Flesh-Eating Parasite ​Infestation in Florida Threatening Pets, Wildlife

A parasite not seen in the United States for three decades is raising alarm in Florida after the U.S. Department of Agriculture has confirmed an infestation and a state of agricultural emergency in Monroe Country. The New World screwworm (Cochliomyia hominivorax) threatens both wildlife and pets—and it can even affect humans.

What Is Screwworm Infestation?

The screwworm, a female fly, lays eggs on the wound or mucous membranes of a warm-blooded animal. The larvae then burrow into the body and feed on the animal’s flesh. The infestation is treatable but if not given medical attention, it can be fatal.

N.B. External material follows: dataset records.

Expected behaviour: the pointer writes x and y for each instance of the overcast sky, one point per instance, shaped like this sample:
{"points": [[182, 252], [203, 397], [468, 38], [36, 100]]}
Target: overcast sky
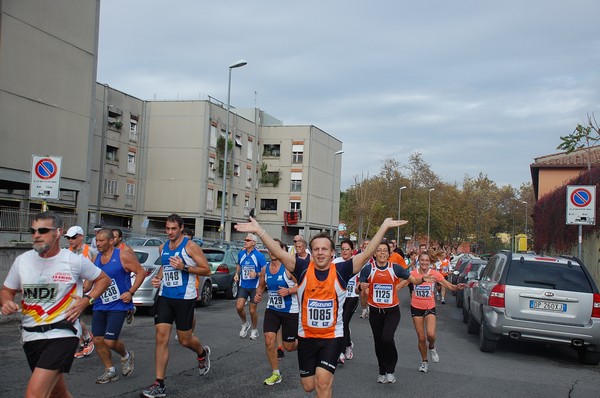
{"points": [[475, 86]]}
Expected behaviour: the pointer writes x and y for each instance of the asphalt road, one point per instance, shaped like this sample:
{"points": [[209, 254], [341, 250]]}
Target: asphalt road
{"points": [[238, 366]]}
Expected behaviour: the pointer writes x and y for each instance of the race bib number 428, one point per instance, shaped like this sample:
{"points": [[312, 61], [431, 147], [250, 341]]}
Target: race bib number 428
{"points": [[320, 313]]}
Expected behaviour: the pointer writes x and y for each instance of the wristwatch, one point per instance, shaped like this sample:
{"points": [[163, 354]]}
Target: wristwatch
{"points": [[90, 298]]}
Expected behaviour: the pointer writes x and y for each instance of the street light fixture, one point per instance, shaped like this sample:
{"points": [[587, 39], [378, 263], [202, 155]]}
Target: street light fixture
{"points": [[429, 216], [525, 203], [237, 64], [399, 204], [332, 192]]}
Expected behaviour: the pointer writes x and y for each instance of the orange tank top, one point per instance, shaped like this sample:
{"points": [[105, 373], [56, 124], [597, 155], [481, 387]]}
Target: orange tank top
{"points": [[382, 287], [321, 304]]}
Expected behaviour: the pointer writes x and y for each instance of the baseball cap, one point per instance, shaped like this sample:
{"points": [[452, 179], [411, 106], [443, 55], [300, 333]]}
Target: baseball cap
{"points": [[74, 230]]}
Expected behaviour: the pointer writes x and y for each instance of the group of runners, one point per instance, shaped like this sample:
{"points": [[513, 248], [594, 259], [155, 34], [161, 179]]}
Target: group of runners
{"points": [[310, 302]]}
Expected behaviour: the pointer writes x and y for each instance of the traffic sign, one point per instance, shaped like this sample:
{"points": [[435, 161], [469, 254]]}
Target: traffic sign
{"points": [[45, 177], [581, 205]]}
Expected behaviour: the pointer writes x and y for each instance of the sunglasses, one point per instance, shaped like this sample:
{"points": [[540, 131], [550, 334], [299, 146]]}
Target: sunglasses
{"points": [[41, 231]]}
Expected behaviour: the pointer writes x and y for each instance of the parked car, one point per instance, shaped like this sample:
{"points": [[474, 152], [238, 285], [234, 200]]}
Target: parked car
{"points": [[537, 298], [472, 265], [459, 267], [132, 242], [146, 295], [223, 263], [471, 282]]}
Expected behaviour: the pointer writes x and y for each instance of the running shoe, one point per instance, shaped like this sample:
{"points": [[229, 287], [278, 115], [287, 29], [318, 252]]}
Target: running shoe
{"points": [[253, 334], [349, 354], [107, 377], [274, 379], [434, 355], [204, 363], [127, 365], [130, 315], [155, 391], [244, 331]]}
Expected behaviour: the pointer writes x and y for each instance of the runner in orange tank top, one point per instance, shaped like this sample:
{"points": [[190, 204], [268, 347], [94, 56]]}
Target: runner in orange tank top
{"points": [[320, 336]]}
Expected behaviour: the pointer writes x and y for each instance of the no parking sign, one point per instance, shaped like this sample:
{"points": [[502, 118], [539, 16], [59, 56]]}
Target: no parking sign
{"points": [[581, 204], [45, 177]]}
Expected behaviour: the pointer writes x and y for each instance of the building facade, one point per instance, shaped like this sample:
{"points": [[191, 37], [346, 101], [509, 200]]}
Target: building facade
{"points": [[129, 163]]}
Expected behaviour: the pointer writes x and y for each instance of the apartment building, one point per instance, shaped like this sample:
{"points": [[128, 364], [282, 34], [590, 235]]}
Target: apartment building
{"points": [[129, 163]]}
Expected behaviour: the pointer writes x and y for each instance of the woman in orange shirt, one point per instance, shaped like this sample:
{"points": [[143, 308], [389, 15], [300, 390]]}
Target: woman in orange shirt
{"points": [[381, 279], [422, 307]]}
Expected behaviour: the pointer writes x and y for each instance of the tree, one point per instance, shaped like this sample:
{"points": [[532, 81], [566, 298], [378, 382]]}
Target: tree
{"points": [[583, 137]]}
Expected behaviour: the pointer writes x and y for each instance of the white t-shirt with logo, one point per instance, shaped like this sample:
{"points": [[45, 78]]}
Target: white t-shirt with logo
{"points": [[47, 285]]}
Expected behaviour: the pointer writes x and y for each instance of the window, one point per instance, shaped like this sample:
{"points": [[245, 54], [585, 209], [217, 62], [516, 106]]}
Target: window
{"points": [[272, 150], [268, 204], [294, 205], [130, 191], [112, 153], [131, 162], [114, 118], [111, 187], [296, 182], [133, 129], [211, 168], [297, 153], [248, 178], [210, 199], [213, 136], [249, 153]]}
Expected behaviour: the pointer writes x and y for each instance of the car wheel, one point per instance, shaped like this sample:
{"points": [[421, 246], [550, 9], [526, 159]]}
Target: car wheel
{"points": [[588, 357], [472, 326], [485, 344], [205, 294], [231, 292]]}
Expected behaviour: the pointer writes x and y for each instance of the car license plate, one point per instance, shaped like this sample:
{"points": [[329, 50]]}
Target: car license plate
{"points": [[547, 306]]}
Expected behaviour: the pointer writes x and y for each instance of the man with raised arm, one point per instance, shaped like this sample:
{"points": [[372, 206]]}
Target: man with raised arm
{"points": [[321, 296]]}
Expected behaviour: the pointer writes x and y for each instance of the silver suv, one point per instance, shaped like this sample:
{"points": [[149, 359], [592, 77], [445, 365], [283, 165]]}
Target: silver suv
{"points": [[540, 298]]}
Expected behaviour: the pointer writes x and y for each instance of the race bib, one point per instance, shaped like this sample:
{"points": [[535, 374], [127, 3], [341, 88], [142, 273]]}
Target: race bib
{"points": [[246, 270], [172, 278], [382, 293], [275, 300], [320, 313], [423, 290], [111, 294]]}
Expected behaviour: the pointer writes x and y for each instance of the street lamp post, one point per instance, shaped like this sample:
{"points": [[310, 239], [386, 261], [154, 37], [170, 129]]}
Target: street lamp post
{"points": [[525, 203], [237, 64], [399, 204], [429, 215], [332, 192]]}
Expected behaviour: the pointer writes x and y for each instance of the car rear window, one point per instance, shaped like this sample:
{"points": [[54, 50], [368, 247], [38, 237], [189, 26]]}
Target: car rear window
{"points": [[214, 256], [548, 275]]}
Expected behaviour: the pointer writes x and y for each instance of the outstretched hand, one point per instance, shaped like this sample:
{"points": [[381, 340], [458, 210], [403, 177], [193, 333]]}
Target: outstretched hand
{"points": [[251, 226]]}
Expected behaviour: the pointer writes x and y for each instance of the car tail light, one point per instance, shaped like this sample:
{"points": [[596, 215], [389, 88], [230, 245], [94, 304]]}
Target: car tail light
{"points": [[222, 269], [596, 306], [497, 296]]}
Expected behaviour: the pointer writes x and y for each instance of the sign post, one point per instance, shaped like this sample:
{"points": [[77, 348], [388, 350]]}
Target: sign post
{"points": [[45, 178], [581, 208]]}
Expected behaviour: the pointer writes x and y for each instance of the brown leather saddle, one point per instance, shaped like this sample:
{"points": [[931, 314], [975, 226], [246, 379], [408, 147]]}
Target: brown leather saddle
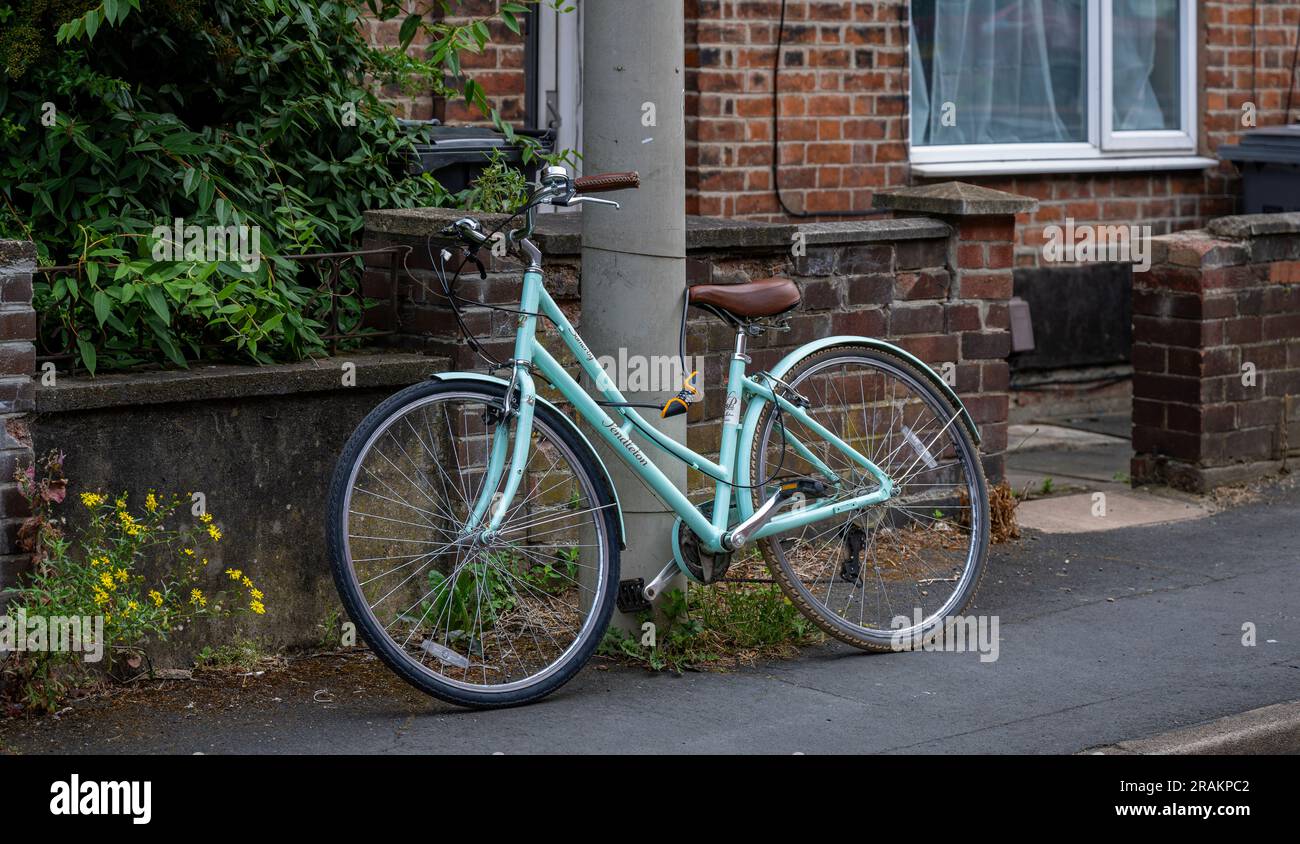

Should I Be Concerned About My Dog?

While local veterinarians urge pet owners not to panic, as the insect doesn’t typically target healthy animals, they recommend keeping injured animals indoors when possible and watching for any signs of infestation or infection on wounds, lesions, or unexplained lumps (especially if accompanied by a foul odor). If you notice these signs, contact your veterinarian immediately as early treatment is key to survival.

The major concern is the health of wildlife, especially the Key deer, an endangered subspecies in the state of Florida. Sixty deaths of Key deer have already been reported, according to CNN, and because these animals are wild, infestations are more likely to go unnoticed and untreated than in companion animals, leading to death and spreading of the infestation. Officials fear screwworms could affect the livestock industry as well, and are responding with overwhelming force,” an official told CNN, to prevent the insects from proliferating.